It was perhaps indicative that the latest episode in the drama that has followed our record signing occurred on the same day as a former Argentinian midfielders birthday.
Juan Sebastien Veron (who turned 40 yesterday) and his struggles to make the grade at Manchester United have become part of the dossier compiling all the players who were bought for a fortune but failed on the Old Trafford stage. His arrival should have catapulted United to the top of the European elite. Instead, his most notable contributions came in the warm-ups when many would get to the ground early to watch him and Beckham hit 50 yard one-twos with pin point accuracy.
Fast forward to today and we again have a struggling Argentinian in our midfield, shuffled to one side of the pitch and seemingly incapable of stringing a consistent run of form together. Angel Di Maria’s sending off was daft. Make no arguments for the lack of aggression in his second yellow for dissent and please can we stop talking about how much “contact” there was when he hit the deck…again.
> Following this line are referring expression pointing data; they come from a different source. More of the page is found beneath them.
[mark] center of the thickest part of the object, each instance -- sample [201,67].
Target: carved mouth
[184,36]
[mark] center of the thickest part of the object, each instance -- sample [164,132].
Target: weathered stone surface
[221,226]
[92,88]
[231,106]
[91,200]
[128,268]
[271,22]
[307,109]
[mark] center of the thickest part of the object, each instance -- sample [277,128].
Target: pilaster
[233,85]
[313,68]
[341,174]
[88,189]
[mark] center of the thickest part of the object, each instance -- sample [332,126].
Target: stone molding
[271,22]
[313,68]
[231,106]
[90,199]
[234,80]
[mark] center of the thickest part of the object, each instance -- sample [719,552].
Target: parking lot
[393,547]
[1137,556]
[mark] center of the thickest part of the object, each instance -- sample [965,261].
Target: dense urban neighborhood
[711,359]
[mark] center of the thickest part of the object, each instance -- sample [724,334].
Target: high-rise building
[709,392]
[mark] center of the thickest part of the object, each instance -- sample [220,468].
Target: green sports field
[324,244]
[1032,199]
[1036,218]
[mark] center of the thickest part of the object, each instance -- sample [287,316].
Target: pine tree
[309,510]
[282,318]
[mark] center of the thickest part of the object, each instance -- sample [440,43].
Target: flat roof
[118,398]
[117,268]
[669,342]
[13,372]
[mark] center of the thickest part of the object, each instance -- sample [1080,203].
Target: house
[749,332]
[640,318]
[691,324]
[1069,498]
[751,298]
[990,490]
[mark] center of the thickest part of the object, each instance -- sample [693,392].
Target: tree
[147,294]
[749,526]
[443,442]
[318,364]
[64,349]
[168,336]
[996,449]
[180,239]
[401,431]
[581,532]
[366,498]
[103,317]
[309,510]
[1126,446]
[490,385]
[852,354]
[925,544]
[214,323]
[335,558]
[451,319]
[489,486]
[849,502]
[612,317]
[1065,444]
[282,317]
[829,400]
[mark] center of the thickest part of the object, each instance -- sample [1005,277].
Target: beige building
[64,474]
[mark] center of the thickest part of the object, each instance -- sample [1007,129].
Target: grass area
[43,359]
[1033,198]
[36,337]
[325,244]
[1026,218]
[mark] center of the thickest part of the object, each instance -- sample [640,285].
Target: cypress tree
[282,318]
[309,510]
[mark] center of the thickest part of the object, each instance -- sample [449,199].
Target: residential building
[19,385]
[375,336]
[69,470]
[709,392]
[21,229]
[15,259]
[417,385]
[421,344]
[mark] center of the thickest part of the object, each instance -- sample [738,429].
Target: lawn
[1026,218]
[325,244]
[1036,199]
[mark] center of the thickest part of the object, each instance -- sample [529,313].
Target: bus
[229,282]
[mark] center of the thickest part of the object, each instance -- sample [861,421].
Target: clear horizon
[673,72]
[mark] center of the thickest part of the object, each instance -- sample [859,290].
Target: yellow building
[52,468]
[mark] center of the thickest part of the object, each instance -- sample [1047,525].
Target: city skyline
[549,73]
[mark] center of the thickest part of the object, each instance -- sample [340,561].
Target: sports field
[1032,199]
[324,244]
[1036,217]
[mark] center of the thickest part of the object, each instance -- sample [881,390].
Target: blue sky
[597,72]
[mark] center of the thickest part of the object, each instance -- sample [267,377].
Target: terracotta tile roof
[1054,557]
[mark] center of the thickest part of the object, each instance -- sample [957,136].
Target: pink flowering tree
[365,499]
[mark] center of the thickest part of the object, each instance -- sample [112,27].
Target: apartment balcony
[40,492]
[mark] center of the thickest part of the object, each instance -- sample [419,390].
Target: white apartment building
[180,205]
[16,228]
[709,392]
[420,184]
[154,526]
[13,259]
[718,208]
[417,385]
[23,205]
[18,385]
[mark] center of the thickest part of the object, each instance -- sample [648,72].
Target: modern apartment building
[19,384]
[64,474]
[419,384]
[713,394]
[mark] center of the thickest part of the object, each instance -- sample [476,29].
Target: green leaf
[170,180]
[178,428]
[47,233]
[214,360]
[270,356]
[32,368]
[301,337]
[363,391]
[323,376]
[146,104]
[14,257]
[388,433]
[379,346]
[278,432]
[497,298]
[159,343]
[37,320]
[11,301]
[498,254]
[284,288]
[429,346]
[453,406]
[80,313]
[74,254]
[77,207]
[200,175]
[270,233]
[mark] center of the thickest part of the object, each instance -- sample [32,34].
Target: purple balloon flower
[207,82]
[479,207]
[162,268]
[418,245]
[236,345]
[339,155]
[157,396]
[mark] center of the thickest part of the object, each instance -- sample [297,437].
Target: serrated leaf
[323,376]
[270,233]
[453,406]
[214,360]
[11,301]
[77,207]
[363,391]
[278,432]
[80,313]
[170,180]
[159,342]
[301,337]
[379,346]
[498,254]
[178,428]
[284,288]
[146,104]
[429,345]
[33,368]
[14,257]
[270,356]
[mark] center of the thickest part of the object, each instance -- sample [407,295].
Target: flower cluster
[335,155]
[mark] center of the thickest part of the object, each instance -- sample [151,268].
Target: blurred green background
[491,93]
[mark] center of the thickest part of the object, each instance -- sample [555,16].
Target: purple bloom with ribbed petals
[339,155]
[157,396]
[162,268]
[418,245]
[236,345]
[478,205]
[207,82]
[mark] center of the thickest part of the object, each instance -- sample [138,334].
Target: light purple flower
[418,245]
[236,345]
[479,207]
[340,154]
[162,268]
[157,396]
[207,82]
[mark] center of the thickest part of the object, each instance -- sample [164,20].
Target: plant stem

The real shame is that Angel had actually done OK. Not dazzling, no. But an assist with one of the crosses of the season and the way he found Marouane Feillani at the back post showed a sign that we could be seeing a turning point in his fortunes.
But turning points this season haven’t been forthcoming and they won’t be from now until May.
I won’t be the first person in the last month/week/hour to have posted about the man in charge at United. Louis van Gaal made his first appearance on the home touchline last night. I stood and clapped. It’s where he should have been months ago. In a United side lacking leaders, it can’t help to have so little influence from an order-barking bench. Even as supporters, it can be demoralising to see the team struggling and yet the manager can sit and watch and refuse to offer an encouraging word or even a bollocking. I’m not going to get involved in the “sack him-stick by him” debate because I’m sick of it. It’s a conflict of opinions and whilst I get those who claim those wanting a manager sacked are “spoilt” and I also get those who look at the dross we’re being served up and think there should be more from this team and its philosophiser.
If wrong, I’ll hold my hands up, but I’ve seen nothing to suggest that the substitutions at half time were anything other than tactical. It smacked of a teacher telling a class of pupils off for having too much fun. Because for the first time in months, that first half last night was fun to watch. Arsenal are a good side and we were matching them. We were attacking and moving the ball quickly. And then, the pace was sucked out of the team with the introduction of Carrick.
That’s not a slant on Michael Carrick. I actually hoped he would be introduced at half time, but for Daley Blind. I felt he could have provided a bit more protection than Blind and would suit Herrera better as a partner. But yet again we were left with one substitution to chase a game with. We even ended the game with a farcical situation, Ashley Young at full back and Blind ahead of him.
United lost to a good Arsenal team last night. No disgrace in that. But the way in which we chose to cower in a corner instead of trading blows toe-to-toe was a depressing way to bow out of a competition that was ours for the winning. Our capitulation at MK Dons was embarrassing in the arrogance “trial game” team selection and you can already see the Dutchman planning to match Liverpool’s three at the back with our own trio at Anfield when, already, you begin to wonder whether that will be where our Champions League dream dies.
It’s important to keep the faith, of course. But there can be no escaping the way we’ve toiled this season. Our league position says more about the rest of the Premier League’s lack of quality than any perceived quality of football shown by our Manchester misfits.
Over a decade ago, an Argentinian would give supporters something to enjoy even in the warm up. Nowadays, the only performance worth watching is that of David De Gea; and that is the most telling fact belying a totally misplaced philosophy.